Met het toetreden tot de Royal Society maakt u onderdeel uit van een illuster rijtje wetenschappers als Isaac Newton, Albert Einstein en Hendrik Lorentz. Wat doet dat met u?
‘Ik zie het als een erkenning van het werk van mijn groep en mij en van het hele vakgebied. Ik heb het al eens eerder gezegd: wetenschap is een team effort. Het stereotype beeld van een hoogleraar die alleen in een kamertje zit en over dingen nadenkt, dat is gewoon niet correct. Zo’n erkenning is er eentje voor het werk van de groep als geheel. Ik werk hier sinds 1998 en zie de benoeming als een erkenning van de opeenstapeling van het werk van de gehele groep door al die jaren heen. Iedereen heeft daar een rol in gespeeld.’
In september wordt u 62 jaar en bent u nog vijf jaar verwijderd van uw emeritaat. Heeft u al een plan uitgestippeld?

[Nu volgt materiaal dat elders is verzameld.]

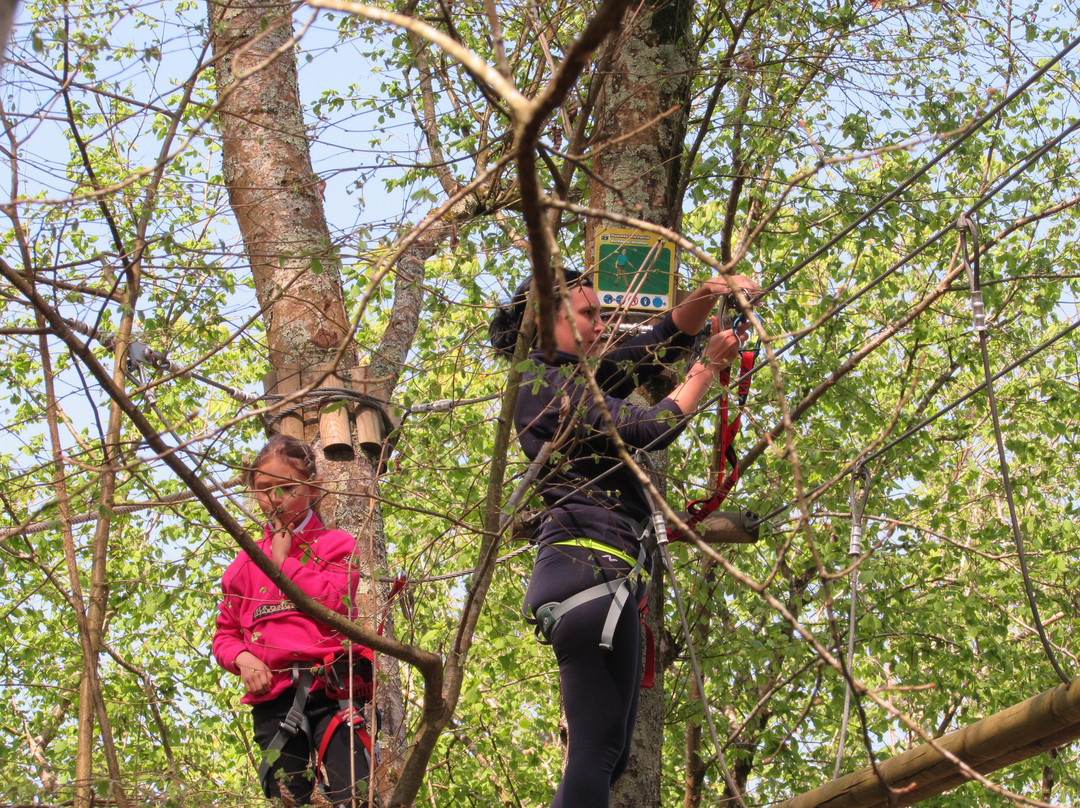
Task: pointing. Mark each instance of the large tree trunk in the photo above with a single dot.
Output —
(274, 197)
(648, 76)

‘Ik ga niet met pensioen. Mijn voorganger, Leen van Wijngaarden, is 93 jaar en gaat ook gewoon door. Waarom zou ik stoppen met de wetenschap? Het is mijn passie, mijn hobby. Ik heb nog heel veel ideeën en er zijn nog tal van onopgeloste vraagstukken binnen dit vakgebied. Een collega uit het vakgebied is boven de tachtig jaar en gaat nu voor zijn vierde ERC Advanced Grant. Als mijn huidige project is afgelopen (Lohse haalde in 2023 zijn derde ERC Advanced Grant binnen, red.), dan ga ik zeker voor een vierde.’
'Ik heb nu de leeftijd dat ik het totaalplaatje veel beter in beeld heb, terwijl ik nog ruim voldoende jong ben om de dingen niet te vergeten'
Is er een punt waarop u zegt: nu is mijn wetenschappelijke carrière ‘geslaagd’? Of is het werk nooit af?

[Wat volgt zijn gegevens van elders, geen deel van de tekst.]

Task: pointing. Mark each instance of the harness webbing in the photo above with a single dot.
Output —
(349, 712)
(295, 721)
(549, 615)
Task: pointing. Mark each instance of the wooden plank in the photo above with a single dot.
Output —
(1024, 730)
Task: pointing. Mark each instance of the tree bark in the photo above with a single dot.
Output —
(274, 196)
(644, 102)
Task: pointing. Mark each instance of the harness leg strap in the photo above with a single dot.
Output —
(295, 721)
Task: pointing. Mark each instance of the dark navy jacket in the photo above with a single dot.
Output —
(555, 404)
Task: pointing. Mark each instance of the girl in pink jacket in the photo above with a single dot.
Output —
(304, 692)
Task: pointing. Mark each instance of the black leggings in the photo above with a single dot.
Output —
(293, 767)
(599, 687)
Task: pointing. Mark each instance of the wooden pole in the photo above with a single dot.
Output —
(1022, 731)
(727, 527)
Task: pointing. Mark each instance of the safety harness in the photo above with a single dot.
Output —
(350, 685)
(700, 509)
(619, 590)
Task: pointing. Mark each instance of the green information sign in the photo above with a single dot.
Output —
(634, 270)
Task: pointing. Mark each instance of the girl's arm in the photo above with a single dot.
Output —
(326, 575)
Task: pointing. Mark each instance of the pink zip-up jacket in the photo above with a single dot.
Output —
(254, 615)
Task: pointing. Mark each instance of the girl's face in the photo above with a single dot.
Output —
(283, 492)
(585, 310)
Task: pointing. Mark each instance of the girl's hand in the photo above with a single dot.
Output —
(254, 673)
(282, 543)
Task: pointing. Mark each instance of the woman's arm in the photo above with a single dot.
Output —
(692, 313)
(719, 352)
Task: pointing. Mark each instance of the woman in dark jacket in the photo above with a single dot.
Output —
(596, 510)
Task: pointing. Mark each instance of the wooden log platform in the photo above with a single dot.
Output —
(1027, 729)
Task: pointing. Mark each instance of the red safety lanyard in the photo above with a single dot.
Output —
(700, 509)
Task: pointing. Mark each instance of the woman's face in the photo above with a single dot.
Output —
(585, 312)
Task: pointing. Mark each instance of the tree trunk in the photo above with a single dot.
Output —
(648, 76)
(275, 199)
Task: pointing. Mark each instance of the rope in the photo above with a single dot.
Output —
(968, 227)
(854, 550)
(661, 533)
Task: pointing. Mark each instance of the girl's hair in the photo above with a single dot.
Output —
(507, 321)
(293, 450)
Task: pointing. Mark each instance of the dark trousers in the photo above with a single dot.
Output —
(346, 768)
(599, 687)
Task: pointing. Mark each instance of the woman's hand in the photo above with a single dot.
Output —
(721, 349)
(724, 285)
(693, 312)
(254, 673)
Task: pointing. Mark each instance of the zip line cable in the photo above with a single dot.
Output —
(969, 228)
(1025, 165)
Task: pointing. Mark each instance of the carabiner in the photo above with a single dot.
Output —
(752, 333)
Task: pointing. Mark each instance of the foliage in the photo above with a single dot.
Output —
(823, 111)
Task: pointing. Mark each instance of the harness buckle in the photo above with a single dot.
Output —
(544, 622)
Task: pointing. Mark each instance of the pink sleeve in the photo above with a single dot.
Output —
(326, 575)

‘Ik was altijd breed georiënteerd en geïnteresseerd. Een voorbeeld: ik publiceerde in journals over zowel nanotechnologie als sterrenkunde. We hebben in het document Flow to the Future de zes toepassingsgebieden van de vloeistoffysica geïdentificeerd. Hoewel de toepassingen totaal kunnen verschillen, zijn de onderliggende principes vergelijkbaar en de onderliggende vergelijkingen zelf identiek. Neem het gedrag van aerosolen – hyperrelevant tijdens de coronacrisis. Die fundamentele principes van druppels die in turbulentie groeien en krimpen, die zijn niet anders bij zoutkristallisatie in de Dode Zee of bij de vorming van wolken. De fundamenten gelden dus zowel voor een toepassingsgebied als gezondheidszorg, milieu als klimaat.’
‘In de loop der jaren zag en leerde ik veel. Ik heb nu de leeftijd dat ik het totaalplaatje veel beter in beeld heb en dingen in verbinding kan brengen. En aan de andere kant ben ik nog ruim voldoende jong om de dingen niet te vergeten. Bovendien ben ik op het punt van mijn carrière, dat oud-studenten en oud-promovendi en -postdocs overal over de wereld goed terecht zijn gekomen; van tientallen hoogleraren die hun eigen groepen opbouwen tot bloeiende carrières in de industrie bij bedrijven als ASML en Canon. Dat doet me deugd.’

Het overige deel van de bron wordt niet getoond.